Nor will the conversion cause you much concern. The DS version has been put together by EA's Japanese studio [it has one? - unaware Ed], which is a bit weird given the game's British pedigree, and the fact that the only developer left in Britain that EA doesn't employ is Peter Molyneux. Leaving that aside, these fellows must be given more work. Using the d-pad or face buttons to move the camera up, down, left and right, and the stylus as a replacement for the PC mouse, you're able to quickly lay down pathways, add a few rides, hire staff, and set about the business of squeezing margins and giving the people what the polls tell you they want. It's a welcome change from the fruits of the usual PC-to-DS conversion process, which seems to involve setting fire to your hair and then trying to put it out by hitting yourself repeatedly in the head with the development kit.
Information is shared across both screens, meaning that you're rarely overwhelmed.

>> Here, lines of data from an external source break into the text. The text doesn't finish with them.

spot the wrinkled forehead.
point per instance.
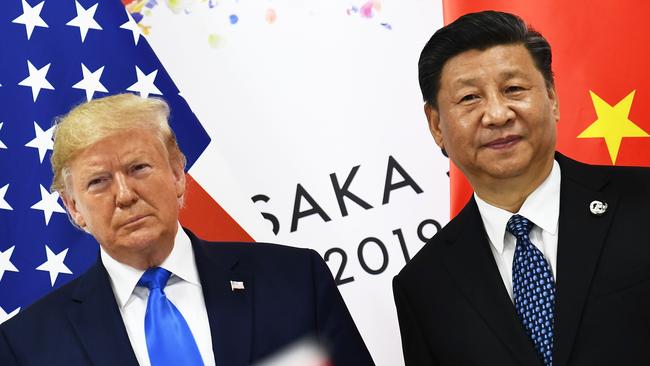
(501, 61)
(119, 149)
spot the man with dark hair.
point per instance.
(486, 289)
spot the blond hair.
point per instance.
(97, 119)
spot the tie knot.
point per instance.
(519, 226)
(154, 278)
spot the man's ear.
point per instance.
(71, 206)
(433, 117)
(179, 178)
(555, 103)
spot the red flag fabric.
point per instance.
(206, 218)
(600, 62)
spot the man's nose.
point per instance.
(125, 195)
(497, 112)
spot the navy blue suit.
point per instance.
(289, 294)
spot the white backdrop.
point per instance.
(294, 91)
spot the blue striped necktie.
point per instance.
(533, 289)
(169, 338)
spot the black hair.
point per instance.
(479, 31)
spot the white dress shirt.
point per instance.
(542, 208)
(183, 290)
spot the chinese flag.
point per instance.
(600, 60)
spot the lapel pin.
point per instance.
(598, 208)
(236, 285)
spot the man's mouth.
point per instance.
(504, 142)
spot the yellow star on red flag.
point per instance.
(613, 123)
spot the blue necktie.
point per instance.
(169, 338)
(533, 289)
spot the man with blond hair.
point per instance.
(158, 294)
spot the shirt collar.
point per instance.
(542, 207)
(180, 263)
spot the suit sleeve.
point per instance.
(336, 329)
(416, 351)
(7, 357)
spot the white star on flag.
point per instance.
(48, 204)
(5, 262)
(31, 18)
(36, 79)
(54, 264)
(132, 26)
(85, 20)
(145, 84)
(4, 316)
(90, 82)
(3, 204)
(2, 145)
(42, 141)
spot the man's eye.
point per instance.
(96, 181)
(514, 89)
(468, 98)
(140, 167)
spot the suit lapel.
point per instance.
(581, 238)
(230, 311)
(95, 317)
(471, 264)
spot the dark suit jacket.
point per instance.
(454, 309)
(289, 294)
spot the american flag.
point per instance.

Your theme park usually sits on the touch-screen with an overhead map shown above, but clicking on ride options and other menus quickly swaps their positions so you can tweak things with the stylus.

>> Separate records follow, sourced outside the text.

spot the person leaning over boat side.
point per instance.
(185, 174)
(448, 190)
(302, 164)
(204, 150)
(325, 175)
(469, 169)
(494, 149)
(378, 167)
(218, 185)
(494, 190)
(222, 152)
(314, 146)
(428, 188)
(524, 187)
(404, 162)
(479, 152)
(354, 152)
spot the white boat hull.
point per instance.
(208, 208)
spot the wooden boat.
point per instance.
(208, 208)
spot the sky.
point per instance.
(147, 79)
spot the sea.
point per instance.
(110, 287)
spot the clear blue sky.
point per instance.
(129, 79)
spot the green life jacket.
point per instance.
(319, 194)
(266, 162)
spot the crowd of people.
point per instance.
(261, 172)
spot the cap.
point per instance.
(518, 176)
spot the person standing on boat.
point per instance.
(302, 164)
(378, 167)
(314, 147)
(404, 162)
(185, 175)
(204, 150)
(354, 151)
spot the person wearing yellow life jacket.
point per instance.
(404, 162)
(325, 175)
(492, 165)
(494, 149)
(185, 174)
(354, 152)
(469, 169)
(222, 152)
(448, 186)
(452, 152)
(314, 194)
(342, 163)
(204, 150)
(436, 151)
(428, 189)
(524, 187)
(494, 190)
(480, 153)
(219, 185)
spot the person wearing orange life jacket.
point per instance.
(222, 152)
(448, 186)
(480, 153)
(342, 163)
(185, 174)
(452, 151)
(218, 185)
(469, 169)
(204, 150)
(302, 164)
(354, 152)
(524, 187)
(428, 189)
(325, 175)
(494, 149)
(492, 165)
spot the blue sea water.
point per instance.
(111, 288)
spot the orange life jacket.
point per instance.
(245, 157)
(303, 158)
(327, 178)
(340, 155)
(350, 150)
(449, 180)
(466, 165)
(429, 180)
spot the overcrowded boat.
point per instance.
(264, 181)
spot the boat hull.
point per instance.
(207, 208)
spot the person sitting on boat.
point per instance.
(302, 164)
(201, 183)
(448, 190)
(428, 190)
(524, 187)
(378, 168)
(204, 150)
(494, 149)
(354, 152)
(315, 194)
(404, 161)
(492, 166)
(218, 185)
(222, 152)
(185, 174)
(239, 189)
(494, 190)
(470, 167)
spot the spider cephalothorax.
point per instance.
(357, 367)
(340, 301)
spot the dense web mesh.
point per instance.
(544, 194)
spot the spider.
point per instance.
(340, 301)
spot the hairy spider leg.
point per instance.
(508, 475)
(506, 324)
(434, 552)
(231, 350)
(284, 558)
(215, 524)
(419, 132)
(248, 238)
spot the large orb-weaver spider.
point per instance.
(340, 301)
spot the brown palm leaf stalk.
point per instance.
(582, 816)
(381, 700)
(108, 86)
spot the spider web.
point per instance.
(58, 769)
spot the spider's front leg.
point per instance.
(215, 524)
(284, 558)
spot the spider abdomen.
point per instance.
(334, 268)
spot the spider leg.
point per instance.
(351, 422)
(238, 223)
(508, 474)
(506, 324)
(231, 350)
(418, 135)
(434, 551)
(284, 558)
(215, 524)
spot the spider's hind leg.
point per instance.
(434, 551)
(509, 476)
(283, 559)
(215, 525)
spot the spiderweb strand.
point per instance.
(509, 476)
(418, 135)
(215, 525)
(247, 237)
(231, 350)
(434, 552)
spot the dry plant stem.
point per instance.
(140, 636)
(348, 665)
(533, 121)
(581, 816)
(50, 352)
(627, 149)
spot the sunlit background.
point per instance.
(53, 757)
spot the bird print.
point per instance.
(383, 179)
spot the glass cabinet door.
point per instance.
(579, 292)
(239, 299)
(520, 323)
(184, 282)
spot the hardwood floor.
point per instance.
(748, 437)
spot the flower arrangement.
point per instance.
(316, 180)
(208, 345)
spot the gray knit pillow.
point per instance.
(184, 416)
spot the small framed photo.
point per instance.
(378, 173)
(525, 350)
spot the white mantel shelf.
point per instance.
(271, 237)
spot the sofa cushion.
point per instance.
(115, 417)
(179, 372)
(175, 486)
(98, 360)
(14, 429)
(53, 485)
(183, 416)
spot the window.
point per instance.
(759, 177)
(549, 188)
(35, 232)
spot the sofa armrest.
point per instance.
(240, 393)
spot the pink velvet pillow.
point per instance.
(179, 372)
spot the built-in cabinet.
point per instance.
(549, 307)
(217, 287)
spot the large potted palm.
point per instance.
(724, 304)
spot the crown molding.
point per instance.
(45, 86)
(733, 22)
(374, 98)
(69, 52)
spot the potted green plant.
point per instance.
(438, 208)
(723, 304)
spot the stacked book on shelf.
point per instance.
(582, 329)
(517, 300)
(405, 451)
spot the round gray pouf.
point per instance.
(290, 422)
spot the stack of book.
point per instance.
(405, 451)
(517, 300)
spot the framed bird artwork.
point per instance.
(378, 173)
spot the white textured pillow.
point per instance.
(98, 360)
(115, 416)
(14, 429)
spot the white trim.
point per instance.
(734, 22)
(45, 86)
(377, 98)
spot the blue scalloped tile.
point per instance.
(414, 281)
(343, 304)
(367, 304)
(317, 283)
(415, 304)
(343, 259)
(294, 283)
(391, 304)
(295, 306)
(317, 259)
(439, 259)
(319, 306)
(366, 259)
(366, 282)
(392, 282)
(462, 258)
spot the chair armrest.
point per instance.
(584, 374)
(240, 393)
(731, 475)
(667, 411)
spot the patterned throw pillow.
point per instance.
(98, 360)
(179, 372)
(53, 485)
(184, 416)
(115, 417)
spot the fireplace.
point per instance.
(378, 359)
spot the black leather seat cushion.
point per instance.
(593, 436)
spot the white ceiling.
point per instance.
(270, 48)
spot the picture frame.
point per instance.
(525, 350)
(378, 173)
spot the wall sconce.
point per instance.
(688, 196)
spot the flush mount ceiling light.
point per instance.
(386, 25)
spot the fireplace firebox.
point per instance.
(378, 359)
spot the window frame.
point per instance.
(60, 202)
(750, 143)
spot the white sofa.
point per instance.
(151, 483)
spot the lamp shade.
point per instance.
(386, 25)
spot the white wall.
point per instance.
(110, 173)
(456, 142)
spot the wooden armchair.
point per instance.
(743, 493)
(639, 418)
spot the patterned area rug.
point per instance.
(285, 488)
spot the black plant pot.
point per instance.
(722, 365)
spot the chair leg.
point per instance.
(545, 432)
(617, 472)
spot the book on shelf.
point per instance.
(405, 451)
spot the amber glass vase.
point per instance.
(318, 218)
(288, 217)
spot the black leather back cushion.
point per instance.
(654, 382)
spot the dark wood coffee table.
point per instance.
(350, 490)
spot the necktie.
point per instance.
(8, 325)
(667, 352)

A row of icons along the bottom of the screen allows easy access to placement tools, finance reports, staff pages and of course the all-important arrow icons that allow you to charge $71 for a Coke and add $100 to the admission price at the drop of a hat. The drop of a hat. Hat hat hat. The main problem with the interface is that the little arrow buttons are a bit small and fiddly to hit. You'll soon adjust though, and it's immediately easy to deploy new rides, sign-posts pointing to them, queueing areas, concession stands, workers and entertainers, and even the odd public convenience.
One slight peculiarity is the game's use of mini-games, like the one that involves negotiating with the trade unions. "Uh oh," says your little on-screen tutor, and he's right. Dragging a hand partway across the screen to try and meet at a mutually agreeable percentage doesn't even sound alright on paper. Fortunately it doesn't distract you too long from massaging profits, flicking obsessively between pages of easily-found information to work out where next to expand, or tapping on visitors trying to find out what they're thinking. Once you become proficient - and it won't take long, thanks to an effective tutorial - you can even play the stock market.

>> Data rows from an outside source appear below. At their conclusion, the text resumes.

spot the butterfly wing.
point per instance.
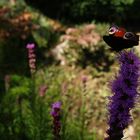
(118, 39)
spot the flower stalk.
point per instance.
(124, 89)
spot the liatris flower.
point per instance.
(124, 89)
(32, 57)
(55, 112)
(42, 90)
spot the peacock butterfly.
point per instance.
(118, 38)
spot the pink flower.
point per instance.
(30, 46)
(32, 57)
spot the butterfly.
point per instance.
(118, 38)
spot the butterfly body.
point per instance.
(119, 39)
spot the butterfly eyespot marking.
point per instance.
(112, 30)
(128, 35)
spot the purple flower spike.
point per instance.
(124, 89)
(55, 112)
(32, 57)
(30, 46)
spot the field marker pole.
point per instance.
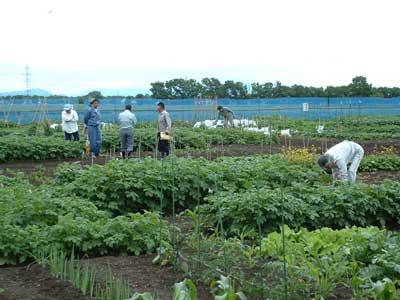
(198, 223)
(260, 240)
(283, 243)
(173, 209)
(161, 207)
(220, 226)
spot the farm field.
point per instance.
(233, 214)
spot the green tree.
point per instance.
(212, 87)
(158, 90)
(94, 94)
(360, 87)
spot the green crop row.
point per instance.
(366, 260)
(136, 185)
(351, 263)
(20, 146)
(302, 205)
(36, 218)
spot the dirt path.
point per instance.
(48, 166)
(36, 282)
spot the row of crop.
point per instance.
(302, 205)
(351, 128)
(35, 218)
(136, 185)
(351, 263)
(19, 146)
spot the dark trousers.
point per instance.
(163, 146)
(68, 136)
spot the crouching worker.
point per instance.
(164, 124)
(127, 121)
(227, 114)
(337, 159)
(92, 127)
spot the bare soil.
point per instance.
(48, 166)
(36, 283)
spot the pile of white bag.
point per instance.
(209, 124)
(264, 130)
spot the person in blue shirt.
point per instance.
(227, 114)
(127, 120)
(92, 127)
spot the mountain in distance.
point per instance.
(32, 92)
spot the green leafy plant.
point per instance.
(225, 290)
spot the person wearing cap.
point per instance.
(69, 119)
(127, 121)
(164, 125)
(337, 158)
(227, 114)
(92, 127)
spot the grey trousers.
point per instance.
(126, 137)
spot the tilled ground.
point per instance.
(36, 283)
(48, 166)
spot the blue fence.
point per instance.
(25, 111)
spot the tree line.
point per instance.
(212, 87)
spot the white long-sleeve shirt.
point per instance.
(127, 119)
(343, 154)
(69, 121)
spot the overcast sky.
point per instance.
(78, 45)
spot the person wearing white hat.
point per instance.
(70, 123)
(342, 160)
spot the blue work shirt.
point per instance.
(127, 119)
(92, 117)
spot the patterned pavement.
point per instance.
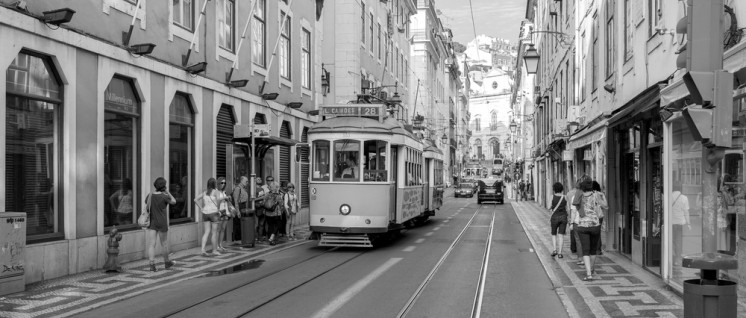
(72, 294)
(621, 288)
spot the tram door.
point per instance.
(394, 181)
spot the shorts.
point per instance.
(558, 224)
(212, 217)
(590, 238)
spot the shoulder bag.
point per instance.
(144, 220)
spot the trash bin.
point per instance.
(710, 296)
(248, 228)
(12, 252)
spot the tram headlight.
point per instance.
(345, 209)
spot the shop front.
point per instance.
(635, 179)
(688, 229)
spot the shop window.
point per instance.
(181, 157)
(121, 144)
(33, 123)
(321, 160)
(347, 160)
(374, 155)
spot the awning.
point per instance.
(641, 103)
(588, 136)
(673, 95)
(265, 143)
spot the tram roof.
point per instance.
(361, 125)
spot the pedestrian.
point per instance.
(597, 189)
(588, 208)
(574, 241)
(558, 221)
(210, 201)
(224, 211)
(241, 199)
(121, 203)
(291, 209)
(157, 203)
(273, 210)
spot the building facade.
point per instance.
(91, 123)
(628, 132)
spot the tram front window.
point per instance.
(374, 153)
(346, 160)
(320, 160)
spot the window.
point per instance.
(610, 38)
(594, 58)
(184, 13)
(583, 66)
(121, 144)
(285, 46)
(628, 30)
(654, 16)
(362, 17)
(224, 13)
(374, 153)
(305, 58)
(181, 157)
(32, 130)
(259, 34)
(347, 160)
(380, 44)
(371, 33)
(320, 160)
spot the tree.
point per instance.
(458, 47)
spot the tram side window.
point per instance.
(346, 160)
(374, 155)
(320, 160)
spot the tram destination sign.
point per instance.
(353, 110)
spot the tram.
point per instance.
(370, 177)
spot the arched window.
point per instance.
(181, 157)
(33, 122)
(121, 142)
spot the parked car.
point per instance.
(491, 190)
(464, 189)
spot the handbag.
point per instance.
(144, 220)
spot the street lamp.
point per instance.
(531, 58)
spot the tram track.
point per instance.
(482, 274)
(185, 311)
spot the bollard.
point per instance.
(709, 296)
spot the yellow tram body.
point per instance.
(368, 176)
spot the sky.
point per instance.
(496, 18)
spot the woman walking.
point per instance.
(211, 200)
(273, 210)
(588, 209)
(224, 213)
(558, 221)
(291, 208)
(158, 228)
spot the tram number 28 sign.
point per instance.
(367, 110)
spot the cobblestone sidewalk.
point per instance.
(69, 295)
(621, 289)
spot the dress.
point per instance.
(158, 216)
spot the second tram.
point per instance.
(370, 177)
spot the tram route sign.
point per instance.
(353, 110)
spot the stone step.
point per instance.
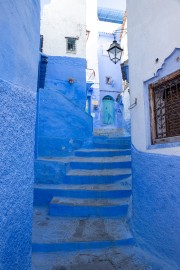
(73, 207)
(43, 194)
(108, 145)
(100, 163)
(113, 140)
(96, 176)
(102, 152)
(71, 231)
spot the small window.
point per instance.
(165, 109)
(41, 43)
(108, 80)
(71, 45)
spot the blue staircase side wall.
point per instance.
(156, 203)
(19, 55)
(60, 70)
(63, 125)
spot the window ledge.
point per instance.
(164, 145)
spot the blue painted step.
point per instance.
(111, 146)
(65, 207)
(102, 152)
(95, 176)
(43, 194)
(101, 163)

There are problems, but they're mostly 1994's fault. You can't rotate the camera around your park, meaning that it's impossible to see what's going on behind certain rides, while the repair men responsible for ride maintenance seem loath to actually do any work. Whether this is down to dodgy path-finding or not enough of our hard-working European neighbours coming in and doing our jobs better is unclear, largely because the DS sprites are fairly unremarkable. We also experienced graphical glitches here and there, including some intermittent flickering, and a visitor stuck in a sumo wrestler.
The bigger problem though is that Theme Park is so old that it's gotten all moody and started looking at girls' bums. PC owners have moved on to games like RollerCoaster Tycoon that allow you to assemble your own custom rides, and then moved on again to ones that let you actually ride around in them, too. Making a park in a sandbox mode and then doing it again one day isn't enough now, either: we need missions, variety. Being able to swap profiles using Wi-Fi is a nice touch, but we don't need to be touched, we need to be manhandled.
PC owners from the '90s wouldn't go back to boring old Theme Park now, much as they loved it at the time, because while they know that it's as good a port as you'll find outside my trusty hipflask, and an excellent timesink, they also know that if you go back on the strength of nostalgia you'll discover that it's one of those rare occasions where doing something again can bring about a different result. And so they play it safe and buy Slitherlink instead. Probably. Will you?